C(line, i) = line! / ( (line-i)! * i! )
A simple method is to run two loops and calculate the value of Binomial Coefficient in inner loop.
C++
#include <iostream>
using namespace std;
int binomialCoeff(int n, int k);
void printPascal(int n)
{
for (int line = 0; line < n; line++)
{
for (int i = 0; i <= line; i++)
cout <<" "<< binomialCoeff(line, i);
cout <<"\n";
}
}
int binomialCoeff(int n, int k)
{
int res = 1;
if (k > n - k)
k = n - k;
for (int i = 0; i < k; ++i)
{
res *= (n - i);
res /= (i + 1);
}
return res;
}
int main()
{
int n = 7;
printPascal(n);
return 0;
}
|
C
#include <stdio.h>
int binomialCoeff(int n, int k);
void printPascal(int n)
{
for (int line = 0; line < n; line++)
{
for (int i = 0; i <= line; i++)
printf("%d ",
binomialCoeff(line, i));
printf("\n");
}
}
int binomialCoeff(int n, int k)
{
int res = 1;
if (k > n - k)
k = n - k;
for (int i = 0; i < k; ++i)
{
res *= (n - i);
res /= (i + 1);
}
return res;
}
int main()
{
int n = 7;
printPascal(n);
return 0;
}
|
Java
import java.io.*;
class GFG {
static void printPascal(int n)
{
for (int line = 0; line < n; line++)
{
for (int i = 0; i <= line; i++)
System.out.print(binomialCoeff
(line, i)+" ");
System.out.println();
}
}
static int binomialCoeff(int n, int k)
{
int res = 1;
if (k > n - k)
k = n - k;
for (int i = 0; i < k; ++i)
{
res *= (n - i);
res /= (i + 1);
}
return res;
}
public static void main(String args[])
{
int n = 7;
printPascal(n);
}
}
|
Python3
def printPascal(n) :
for line in range(0, n) :
for i in range(0, line + 1) :
print(binomialCoeff(line, i),
" ", end = "")
print()
def binomialCoeff(n, k) :
res = 1
if (k > n - k) :
k = n - k
for i in range(0 , k) :
res = res * (n - i)
res = res // (i + 1)
return res
n = 7
printPascal(n)
|
C#
using System;
class GFG {
static void printPascal(int n)
{
for (int line = 0; line < n; line++)
{
for (int i = 0; i <= line; i++)
Console.Write(binomialCoeff
(line, i)+" ");
Console.WriteLine();
}
}
static int binomialCoeff(int n, int k)
{
int res = 1;
if (k > n - k)
k = n - k;
for (int i = 0; i < k; ++i)
{
res *= (n - i);
res /= (i + 1);
}
return res;
}
public static void Main()
{
int n = 7;
printPascal(n);
}
}
|
PHP
<?php
function binomialCoeff($n, $k)
{
$res = 1;
if ($k > $n - $k)
$k = $n - $k;
for ($i = 0; $i < $k; ++$i)
{
$res *= ($n - $i);
$res /= ($i + 1);
}
return $res;
}
function printPascal($n)
{
for ($line = 0; $line < $n; $line++)
{
for ($i = 0; $i <= $line; $i++)
echo "".binomialCoeff($line, $i)." ";
echo "\n";
}
}
$n=7;
printPascal($n);
?>
|
Javascript
<script>
function printPascal(n)
{
for (let line = 0; line < n; line++)
{
for (let i = 0; i <= line; i++)
document.write(binomialCoeff
(line, i)+" ");
document.write("<br />");
}
}
function binomialCoeff(n, k)
{
let res = 1;
if (k > n - k)
k = n - k;
for (let i = 0; i < k; ++i)
{
res *= (n - i);
res /= (i + 1);
}
return res;
}
let n = 7;
printPascal(n);
</script>
|
Output 1
1 1
1 2 1
1 3 3 1
1 4 6 4 1
1 5 10 10 5 1
1 6 15 20 15 6 1
Time complexity: O(n^3)
Auxiliary Space: O(1)
Method 2( O(n^2) time and O(n^2) extra space )

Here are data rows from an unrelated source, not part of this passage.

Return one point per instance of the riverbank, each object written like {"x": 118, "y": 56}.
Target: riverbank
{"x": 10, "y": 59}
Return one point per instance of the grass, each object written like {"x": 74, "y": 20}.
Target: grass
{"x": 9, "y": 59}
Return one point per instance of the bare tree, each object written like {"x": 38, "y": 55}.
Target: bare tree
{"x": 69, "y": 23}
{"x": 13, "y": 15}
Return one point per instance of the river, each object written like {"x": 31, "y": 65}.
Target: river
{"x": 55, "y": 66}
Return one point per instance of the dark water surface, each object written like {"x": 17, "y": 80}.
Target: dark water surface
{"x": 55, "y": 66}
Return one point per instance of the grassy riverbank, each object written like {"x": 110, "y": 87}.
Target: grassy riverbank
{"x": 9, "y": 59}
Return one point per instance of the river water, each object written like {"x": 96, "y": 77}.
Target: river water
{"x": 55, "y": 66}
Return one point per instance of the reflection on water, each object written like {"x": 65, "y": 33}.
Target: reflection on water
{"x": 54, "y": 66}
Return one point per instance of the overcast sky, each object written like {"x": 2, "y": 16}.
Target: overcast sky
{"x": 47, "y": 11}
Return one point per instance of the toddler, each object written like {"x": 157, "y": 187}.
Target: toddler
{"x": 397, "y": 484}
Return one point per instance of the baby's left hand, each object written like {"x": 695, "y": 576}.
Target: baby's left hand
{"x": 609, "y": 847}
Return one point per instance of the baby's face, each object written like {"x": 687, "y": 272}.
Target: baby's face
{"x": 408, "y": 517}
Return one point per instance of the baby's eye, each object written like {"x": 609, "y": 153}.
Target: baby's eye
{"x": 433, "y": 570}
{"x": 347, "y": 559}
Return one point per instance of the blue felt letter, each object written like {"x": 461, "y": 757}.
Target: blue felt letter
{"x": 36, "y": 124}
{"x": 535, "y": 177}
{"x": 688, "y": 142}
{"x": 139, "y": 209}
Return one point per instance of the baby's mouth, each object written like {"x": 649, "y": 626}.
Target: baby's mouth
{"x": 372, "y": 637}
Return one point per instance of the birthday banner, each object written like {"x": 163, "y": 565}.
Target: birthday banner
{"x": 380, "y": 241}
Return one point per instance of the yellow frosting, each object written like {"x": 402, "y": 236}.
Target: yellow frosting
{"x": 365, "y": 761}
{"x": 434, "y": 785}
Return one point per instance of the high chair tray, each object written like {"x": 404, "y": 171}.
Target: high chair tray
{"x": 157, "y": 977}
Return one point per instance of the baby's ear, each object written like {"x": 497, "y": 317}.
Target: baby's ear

If we take a closer at the triangle, we observe that every entry is sum of the two values above it. So we can create a 2D array that stores previously generated values. To generate a value in a line, we can use the previously stored values from array.
Steps to solve the problem:-
step1- Declare an 2-D array array of size n*n.
step2- Iterate through line 0 to line n:
*Iterate through i=0 to present the line:
*check if present line is equal to i or i=0 than arr[line][i]=1 .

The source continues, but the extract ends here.